In remarks made during a broadcast over Irish Radio, Medh Ruane suggested a curious justification for reprinting Joyce’s words without leave of the Estate: “James Joyce used the city of Dublin and Dublin people in his books, so the argument goes that the people should have a moral and cultural right to use James Joyce’s material in different ways.” This is not the sort of argument that would carry much weight with a court, but it does point to some of the contradictions inherent in the private ownership of a public good like literature. Ulysses is a modern epic assembled from facts, personalities, and events in the Irish public domain; in that respect, it is not unreasonable for the Irish to view it as more immediately and intimately the property of the people than other works of the imagination. Joyce himself conceded that he was a “scissors-and-paste” man, an adapter and arrange of what came to hand. In the ecology of copyright, a work like Ulysses has its creatrive origins in the raw materials of the public domain.

I’m certainly no expert on copyright, but it’s interesting to consider, from the point of view of the excessively long copyright extensions granted to early 20th century works (in the E.U., 70 years after the calendar year of the author’s death; in the U.S., 95 years after the year the work was first published, for any book published between 1923 and 1977) just what exactly it is that “fair use” might constitute in relation to the origins of creative works, and how that might compromise the holders of these cripplingly long copyright agreements.

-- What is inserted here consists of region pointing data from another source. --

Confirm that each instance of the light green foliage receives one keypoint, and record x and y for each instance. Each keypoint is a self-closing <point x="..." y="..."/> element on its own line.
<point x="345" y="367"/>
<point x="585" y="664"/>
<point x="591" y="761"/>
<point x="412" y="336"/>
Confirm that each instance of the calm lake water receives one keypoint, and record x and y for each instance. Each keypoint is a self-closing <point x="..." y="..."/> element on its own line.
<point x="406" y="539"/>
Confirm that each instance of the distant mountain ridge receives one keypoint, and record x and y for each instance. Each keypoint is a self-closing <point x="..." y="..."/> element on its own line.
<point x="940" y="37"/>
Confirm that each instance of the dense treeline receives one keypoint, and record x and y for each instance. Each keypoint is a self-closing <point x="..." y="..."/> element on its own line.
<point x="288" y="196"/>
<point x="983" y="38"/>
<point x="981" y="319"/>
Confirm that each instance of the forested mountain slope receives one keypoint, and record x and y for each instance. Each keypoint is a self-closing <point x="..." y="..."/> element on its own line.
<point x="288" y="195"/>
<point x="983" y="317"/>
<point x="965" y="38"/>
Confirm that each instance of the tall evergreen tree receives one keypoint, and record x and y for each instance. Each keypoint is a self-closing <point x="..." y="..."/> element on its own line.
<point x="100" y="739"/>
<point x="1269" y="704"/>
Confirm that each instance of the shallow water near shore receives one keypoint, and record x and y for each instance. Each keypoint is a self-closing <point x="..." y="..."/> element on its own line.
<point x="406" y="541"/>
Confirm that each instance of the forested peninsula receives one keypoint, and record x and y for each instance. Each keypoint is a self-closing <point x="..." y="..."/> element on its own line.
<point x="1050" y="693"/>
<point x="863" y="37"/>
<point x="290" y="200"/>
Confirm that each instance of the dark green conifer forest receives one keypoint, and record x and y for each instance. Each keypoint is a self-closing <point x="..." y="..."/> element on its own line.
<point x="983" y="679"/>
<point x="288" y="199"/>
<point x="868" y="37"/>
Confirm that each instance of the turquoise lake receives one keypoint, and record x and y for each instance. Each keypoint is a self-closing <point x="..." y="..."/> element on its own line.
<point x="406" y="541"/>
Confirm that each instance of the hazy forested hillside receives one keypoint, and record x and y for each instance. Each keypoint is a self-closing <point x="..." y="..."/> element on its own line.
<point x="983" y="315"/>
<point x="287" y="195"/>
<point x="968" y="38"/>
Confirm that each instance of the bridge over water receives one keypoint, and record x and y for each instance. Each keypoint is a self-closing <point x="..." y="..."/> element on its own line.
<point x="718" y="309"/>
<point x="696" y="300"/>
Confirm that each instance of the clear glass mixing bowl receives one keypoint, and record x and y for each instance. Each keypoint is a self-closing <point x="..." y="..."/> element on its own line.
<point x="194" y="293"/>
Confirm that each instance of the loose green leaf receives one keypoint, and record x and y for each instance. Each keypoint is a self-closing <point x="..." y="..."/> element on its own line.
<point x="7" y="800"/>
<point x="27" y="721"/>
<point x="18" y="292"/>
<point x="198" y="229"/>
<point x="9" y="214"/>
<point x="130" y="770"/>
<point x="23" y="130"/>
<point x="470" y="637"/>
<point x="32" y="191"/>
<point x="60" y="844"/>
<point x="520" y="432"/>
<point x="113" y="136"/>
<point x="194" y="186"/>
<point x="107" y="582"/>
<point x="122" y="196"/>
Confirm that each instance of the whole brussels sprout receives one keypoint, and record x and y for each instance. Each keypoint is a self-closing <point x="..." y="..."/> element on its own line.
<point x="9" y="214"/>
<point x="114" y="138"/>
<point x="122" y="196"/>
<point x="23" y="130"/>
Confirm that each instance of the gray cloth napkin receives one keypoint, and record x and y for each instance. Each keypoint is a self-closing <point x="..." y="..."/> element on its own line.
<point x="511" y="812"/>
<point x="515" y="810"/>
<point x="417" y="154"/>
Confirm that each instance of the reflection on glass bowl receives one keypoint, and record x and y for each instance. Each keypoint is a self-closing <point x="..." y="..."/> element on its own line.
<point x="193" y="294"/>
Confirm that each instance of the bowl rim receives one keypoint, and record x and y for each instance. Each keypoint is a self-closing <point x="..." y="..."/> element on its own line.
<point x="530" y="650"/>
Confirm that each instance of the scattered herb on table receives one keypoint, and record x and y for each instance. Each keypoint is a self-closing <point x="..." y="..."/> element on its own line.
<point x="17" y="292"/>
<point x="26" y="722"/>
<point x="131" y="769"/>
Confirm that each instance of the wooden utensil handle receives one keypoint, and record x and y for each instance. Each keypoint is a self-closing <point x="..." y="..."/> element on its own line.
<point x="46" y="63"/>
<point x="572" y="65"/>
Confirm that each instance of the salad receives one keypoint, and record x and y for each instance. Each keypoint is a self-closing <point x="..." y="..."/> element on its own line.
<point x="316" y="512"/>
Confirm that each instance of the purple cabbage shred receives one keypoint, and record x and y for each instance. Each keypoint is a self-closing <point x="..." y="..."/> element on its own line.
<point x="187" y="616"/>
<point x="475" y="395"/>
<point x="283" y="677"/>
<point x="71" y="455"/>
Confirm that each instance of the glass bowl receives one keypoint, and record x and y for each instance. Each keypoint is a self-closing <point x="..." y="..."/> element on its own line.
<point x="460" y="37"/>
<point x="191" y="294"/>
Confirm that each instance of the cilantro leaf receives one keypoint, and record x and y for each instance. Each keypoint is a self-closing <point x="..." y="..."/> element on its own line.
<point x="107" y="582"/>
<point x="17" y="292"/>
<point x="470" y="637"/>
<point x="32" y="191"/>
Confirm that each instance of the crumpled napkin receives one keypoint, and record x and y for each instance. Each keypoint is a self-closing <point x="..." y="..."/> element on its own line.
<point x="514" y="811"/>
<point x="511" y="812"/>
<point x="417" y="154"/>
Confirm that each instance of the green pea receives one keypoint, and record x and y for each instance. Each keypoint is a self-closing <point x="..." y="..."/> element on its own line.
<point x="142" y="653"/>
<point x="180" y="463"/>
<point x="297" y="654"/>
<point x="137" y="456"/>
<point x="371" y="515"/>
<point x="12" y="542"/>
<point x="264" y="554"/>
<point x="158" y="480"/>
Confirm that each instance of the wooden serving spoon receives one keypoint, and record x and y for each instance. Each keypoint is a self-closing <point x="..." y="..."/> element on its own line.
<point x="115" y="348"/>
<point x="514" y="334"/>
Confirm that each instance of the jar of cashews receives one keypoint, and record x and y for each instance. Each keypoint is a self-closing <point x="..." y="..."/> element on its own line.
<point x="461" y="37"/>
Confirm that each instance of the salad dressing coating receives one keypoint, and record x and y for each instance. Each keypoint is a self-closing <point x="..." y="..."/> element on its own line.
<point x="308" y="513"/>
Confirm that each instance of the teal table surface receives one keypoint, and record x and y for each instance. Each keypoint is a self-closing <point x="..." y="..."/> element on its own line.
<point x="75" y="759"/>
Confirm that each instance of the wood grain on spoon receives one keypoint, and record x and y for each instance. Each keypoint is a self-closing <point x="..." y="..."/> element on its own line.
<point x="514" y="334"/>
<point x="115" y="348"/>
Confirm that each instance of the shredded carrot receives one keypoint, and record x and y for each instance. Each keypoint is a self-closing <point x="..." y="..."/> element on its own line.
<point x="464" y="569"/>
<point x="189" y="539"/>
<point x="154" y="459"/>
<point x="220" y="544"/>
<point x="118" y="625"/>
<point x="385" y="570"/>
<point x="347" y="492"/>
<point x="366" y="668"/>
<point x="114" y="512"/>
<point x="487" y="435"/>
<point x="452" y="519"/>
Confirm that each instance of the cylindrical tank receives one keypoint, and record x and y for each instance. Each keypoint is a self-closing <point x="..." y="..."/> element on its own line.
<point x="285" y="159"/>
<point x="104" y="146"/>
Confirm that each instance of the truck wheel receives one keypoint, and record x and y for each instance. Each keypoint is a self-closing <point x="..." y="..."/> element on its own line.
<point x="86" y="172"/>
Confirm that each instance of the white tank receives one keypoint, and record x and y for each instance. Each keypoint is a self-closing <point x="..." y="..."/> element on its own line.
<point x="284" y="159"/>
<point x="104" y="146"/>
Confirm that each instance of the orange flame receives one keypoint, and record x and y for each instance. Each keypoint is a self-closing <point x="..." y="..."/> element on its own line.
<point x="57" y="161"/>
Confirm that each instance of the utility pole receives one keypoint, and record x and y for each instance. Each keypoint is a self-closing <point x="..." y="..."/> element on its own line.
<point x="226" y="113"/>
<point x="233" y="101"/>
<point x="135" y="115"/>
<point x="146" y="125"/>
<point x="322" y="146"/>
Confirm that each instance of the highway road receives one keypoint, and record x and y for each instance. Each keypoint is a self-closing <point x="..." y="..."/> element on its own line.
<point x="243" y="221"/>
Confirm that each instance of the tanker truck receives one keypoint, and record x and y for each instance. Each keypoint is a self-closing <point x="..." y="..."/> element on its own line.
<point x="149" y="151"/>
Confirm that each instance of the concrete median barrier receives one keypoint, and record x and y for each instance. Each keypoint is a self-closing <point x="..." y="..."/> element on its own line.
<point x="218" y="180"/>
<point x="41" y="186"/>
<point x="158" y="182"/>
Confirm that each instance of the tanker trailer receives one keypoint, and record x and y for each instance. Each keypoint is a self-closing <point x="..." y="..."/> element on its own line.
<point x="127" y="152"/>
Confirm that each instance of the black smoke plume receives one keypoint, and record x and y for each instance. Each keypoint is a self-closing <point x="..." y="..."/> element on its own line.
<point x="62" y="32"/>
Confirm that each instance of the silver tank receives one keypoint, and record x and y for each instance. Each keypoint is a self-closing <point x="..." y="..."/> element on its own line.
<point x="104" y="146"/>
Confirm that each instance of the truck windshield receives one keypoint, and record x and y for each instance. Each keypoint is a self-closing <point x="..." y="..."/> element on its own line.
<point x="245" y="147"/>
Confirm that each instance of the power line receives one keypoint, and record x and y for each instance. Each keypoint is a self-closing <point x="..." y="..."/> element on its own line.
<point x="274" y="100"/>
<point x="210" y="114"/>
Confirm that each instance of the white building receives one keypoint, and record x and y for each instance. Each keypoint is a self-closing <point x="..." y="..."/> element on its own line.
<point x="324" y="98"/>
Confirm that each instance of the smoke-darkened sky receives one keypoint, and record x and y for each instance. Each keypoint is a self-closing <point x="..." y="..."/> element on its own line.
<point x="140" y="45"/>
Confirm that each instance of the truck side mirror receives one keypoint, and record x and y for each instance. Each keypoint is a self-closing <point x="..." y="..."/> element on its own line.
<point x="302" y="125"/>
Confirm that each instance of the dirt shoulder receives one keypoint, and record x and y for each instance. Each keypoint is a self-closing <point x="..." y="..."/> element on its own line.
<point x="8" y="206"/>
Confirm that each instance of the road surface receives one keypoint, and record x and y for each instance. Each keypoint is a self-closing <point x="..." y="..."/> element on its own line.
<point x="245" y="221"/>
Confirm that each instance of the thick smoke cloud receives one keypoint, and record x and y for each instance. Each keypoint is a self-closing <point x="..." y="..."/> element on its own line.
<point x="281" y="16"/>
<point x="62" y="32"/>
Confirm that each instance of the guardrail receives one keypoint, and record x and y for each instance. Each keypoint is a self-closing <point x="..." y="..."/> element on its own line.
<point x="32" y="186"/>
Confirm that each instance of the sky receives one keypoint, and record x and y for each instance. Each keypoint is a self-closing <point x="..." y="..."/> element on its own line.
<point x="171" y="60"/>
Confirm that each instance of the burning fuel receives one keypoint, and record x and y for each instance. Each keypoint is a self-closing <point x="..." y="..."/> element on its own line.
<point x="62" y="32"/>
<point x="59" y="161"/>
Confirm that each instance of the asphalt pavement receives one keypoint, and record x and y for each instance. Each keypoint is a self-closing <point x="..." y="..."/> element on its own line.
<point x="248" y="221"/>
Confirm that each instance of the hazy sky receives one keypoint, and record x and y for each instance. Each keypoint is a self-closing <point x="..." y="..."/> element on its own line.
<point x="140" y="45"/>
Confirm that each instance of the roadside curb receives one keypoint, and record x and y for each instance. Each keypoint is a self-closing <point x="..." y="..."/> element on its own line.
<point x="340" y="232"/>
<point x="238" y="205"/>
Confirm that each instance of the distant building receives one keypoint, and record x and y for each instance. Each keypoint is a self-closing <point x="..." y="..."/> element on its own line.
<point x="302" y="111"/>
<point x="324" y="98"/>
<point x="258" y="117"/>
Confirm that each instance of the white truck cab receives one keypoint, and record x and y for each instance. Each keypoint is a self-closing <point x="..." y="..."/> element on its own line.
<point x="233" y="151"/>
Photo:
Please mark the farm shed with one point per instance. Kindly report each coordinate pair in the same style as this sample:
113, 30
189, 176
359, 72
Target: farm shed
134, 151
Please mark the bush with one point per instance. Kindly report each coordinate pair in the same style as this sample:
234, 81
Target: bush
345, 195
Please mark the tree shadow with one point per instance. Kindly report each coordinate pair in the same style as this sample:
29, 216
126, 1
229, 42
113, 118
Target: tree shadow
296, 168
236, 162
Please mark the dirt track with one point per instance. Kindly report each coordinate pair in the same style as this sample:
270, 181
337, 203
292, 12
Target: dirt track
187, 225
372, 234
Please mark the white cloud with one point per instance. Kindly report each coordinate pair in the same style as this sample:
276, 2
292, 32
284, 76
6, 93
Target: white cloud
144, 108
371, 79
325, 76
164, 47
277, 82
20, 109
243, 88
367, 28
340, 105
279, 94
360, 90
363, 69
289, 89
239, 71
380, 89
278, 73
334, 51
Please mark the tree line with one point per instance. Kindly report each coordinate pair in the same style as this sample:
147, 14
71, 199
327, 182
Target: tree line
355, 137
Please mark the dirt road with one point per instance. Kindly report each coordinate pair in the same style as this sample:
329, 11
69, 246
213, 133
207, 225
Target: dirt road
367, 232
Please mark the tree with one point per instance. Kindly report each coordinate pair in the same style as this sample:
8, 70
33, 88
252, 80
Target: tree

In Britain “fair use” refers to a slightly slippery agreement based, according to the U.K Intellectual Property Office, on economics concerns:

There is no strict definition of what this means but it has been interpreted by the courts on a number of occasions by looking at the economic impact on the copyright owner of the use. Where the economic impact is not significant, the use may count as fair dealing. So, it may be within the scope of ‘fair dealing’ to make single photocopies of short extracts of a copyright work for non-commercial research or private study, criticism or review, or reporting current events.

In one sense, then, “fair use” is considered valid in situations where a work can be socially useful without bearing great burden to the holder of the copyright in relation to cost; in other words, it’s OK to use the work for the good of the public domain as long as in doing so the use of the work does not undermine the profitability of the work for the copyright holder.

Put simply: it is OK for me to quote Ulysses here, on my blog — “Stately, plump Buck Mulligan came from the stairhead, bearing a bowl of lather on which a mirror and a razor lay crossed.” — but not to take the whole book, or even one chapter, and probably not even several paragraphs, and then try and sell it.

To put it just as simply but in a different way: it seems perfectly acceptable for somebody to take from the public domain for economic good but not for the public domain to take what has been economically good back into the public domain.

After all, as Medh Ruane (I think logically) suggested, Joyce’s material was the streets, sounds, and people of Dublin; his work, good in itself, and, as literature, a public good — — to use Spoo’s phrase — was better than most because it identified and interacted with the cultural consciousness of Dublin, and presented it to anybody who wanted to read them…

…provided, that is, they agreed that “the moral right of  James Joyce to be identified as the author of this work” is perfectly reasonable, and that as a result, that culture engages with the work in a way which constitutes “fair use”: no derivative works, no remixing, no verbatim publishing.

Did Joyce take as verbatim, or remix, or make derivative works of, the people and places of Dublin? I’m not sure. But it’s worth thinking about, certainly: it’s also worth remembering, as Lawrence Lessig did, that because of these farcically long copyright extensions, the question will remain in question for an absurdly long time.

In other news, my friend and I put together the final notes for a bi-annual magazine we’re releasing, and it’ll go live online, as a PDF, next week. It’s called Banner and the copyright notice will read: “Licensees may copy, distribute, display, and perform the work and make derivative works based on it only for noncommercial purposes. Any of the above conditions can be waived if you get permission from the copyright holder.”

That waiver is something I’d like to investigate in more detail, when I have time: it feels like a strange “get out” clause.